We have to be fair, though. Not everyone is paying $99 a year. Some are on trial subscriptions. Some are students, who are paying half the going rate. However, at the end of the day, it's not a bad deal for Amazon. It keeps tens of millions of shoppers close, turning to Amazon as the first and often only stop when they need to buy something. The loyal crowd also attracts merchants, including those who pay Amazon to store their merchandise at one of its warehouses so the products can be sent out as Prime shipments.
In other words, even if Prime was a sinkhole -- and it's not -- it pays off in other ways. Capping that popular programming that's clearly working with Amazon's 40 million most loyal customers is ludicrous.
There's power in Amazon's free shipping buffet. Limiting it to 15 shipments places consumers on the clock. Your gym membership, video streaming service, or warehouse club card wouldn't seem as valuable if it was operated on a hard count.
It's psychological. Even if someone were sure to go through less than 65 orders a year -- the point where Mohammed's two suggested Prime pricing plans meet at $149 -- most shoppers would go for the peace of mind of the unlimited plan at $149.
This doesn't mean that Amazon can't charge more for Prime in its present incarnation.
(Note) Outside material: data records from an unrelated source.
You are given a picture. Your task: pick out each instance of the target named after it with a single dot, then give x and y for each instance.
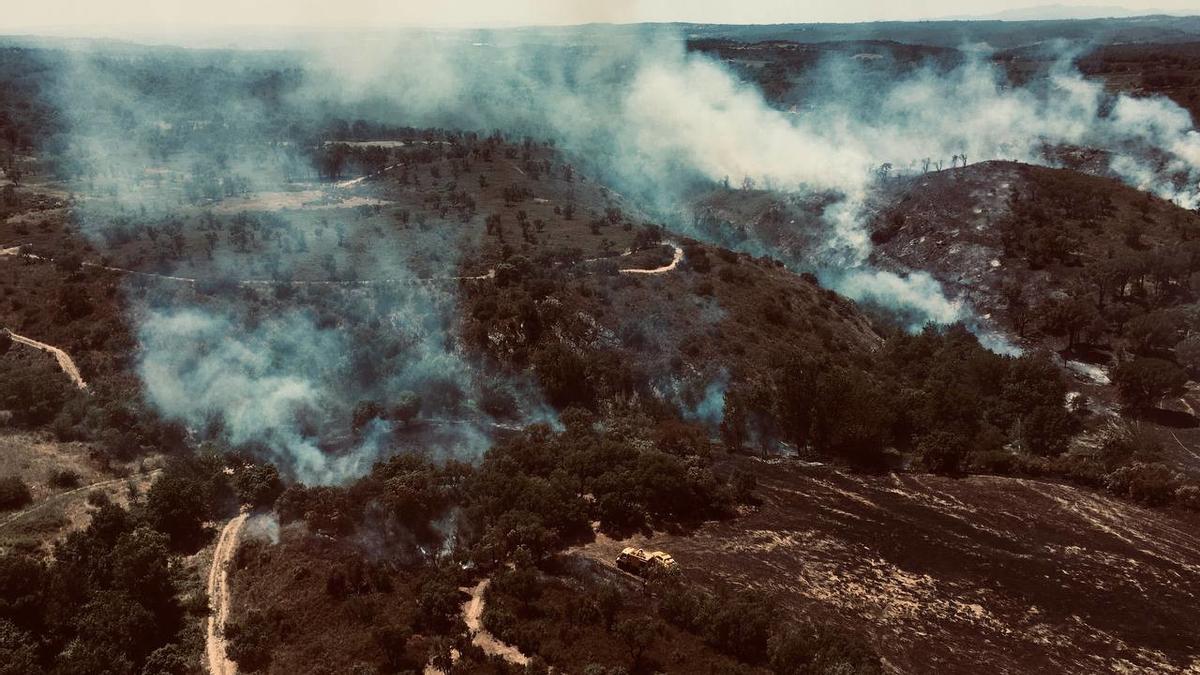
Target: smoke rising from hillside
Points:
(657, 121)
(274, 368)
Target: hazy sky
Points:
(102, 16)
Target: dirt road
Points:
(64, 359)
(219, 597)
(676, 258)
(473, 614)
(61, 496)
(943, 574)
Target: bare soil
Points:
(946, 574)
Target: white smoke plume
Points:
(652, 119)
(655, 119)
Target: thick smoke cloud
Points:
(655, 120)
(651, 119)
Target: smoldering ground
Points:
(635, 107)
(279, 366)
(658, 121)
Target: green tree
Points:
(1143, 381)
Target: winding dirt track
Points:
(65, 360)
(219, 595)
(676, 258)
(480, 637)
(61, 496)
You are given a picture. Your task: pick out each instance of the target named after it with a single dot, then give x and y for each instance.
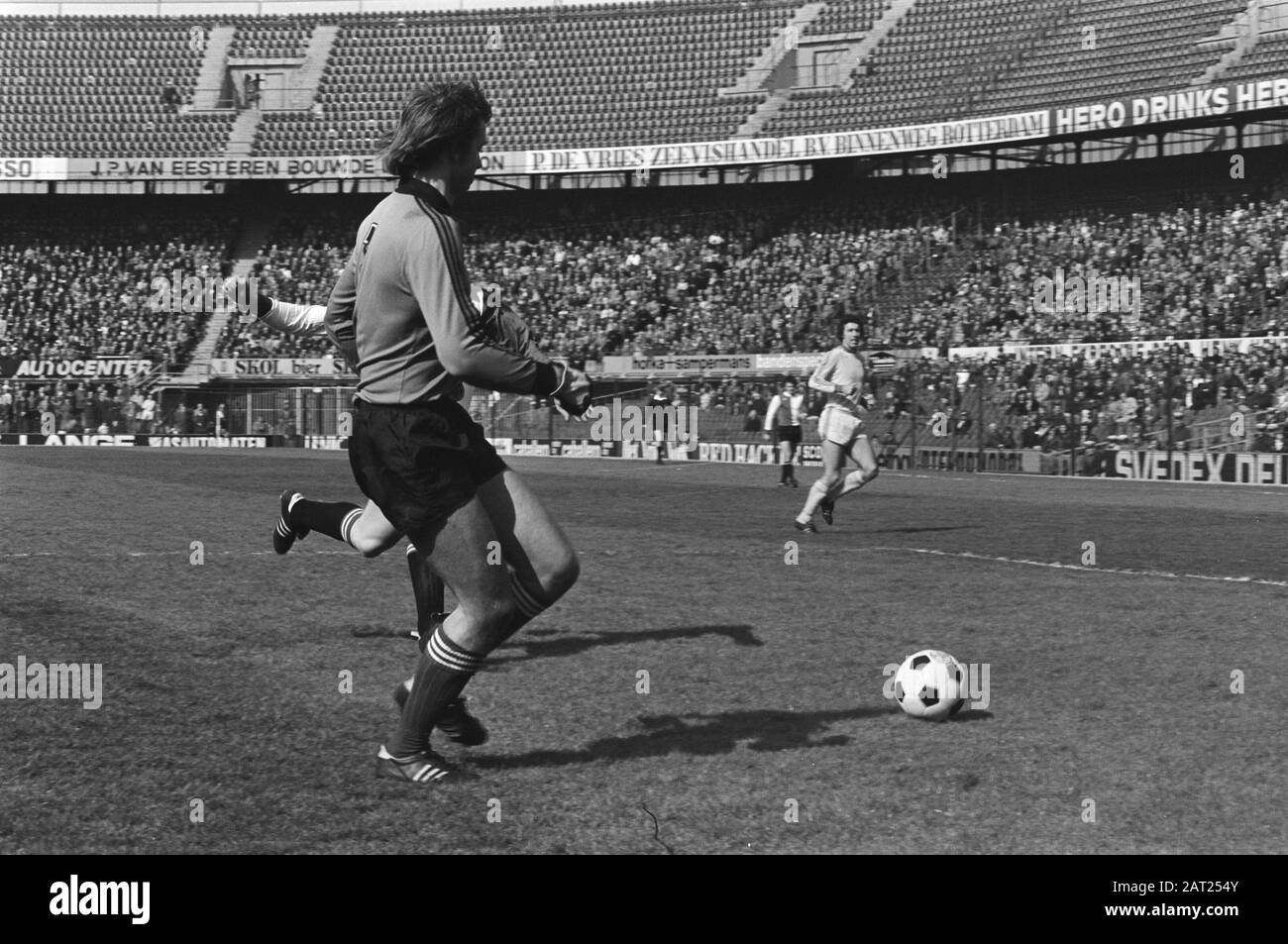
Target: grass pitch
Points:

It discovered that last year when it boosted the annual rate from $79 to $99, only to find that sales didn't skip a beat. Rolling out a 51% hike on the heels of last year's 25% uptick would be extreme, but there appears to be some degree of elasticity here. However, the notion that it should offer a scaled-back model -- Prime Lite, let's call it -- is nuts. Folks who want to measure every purchase aren't prime Prime candidates.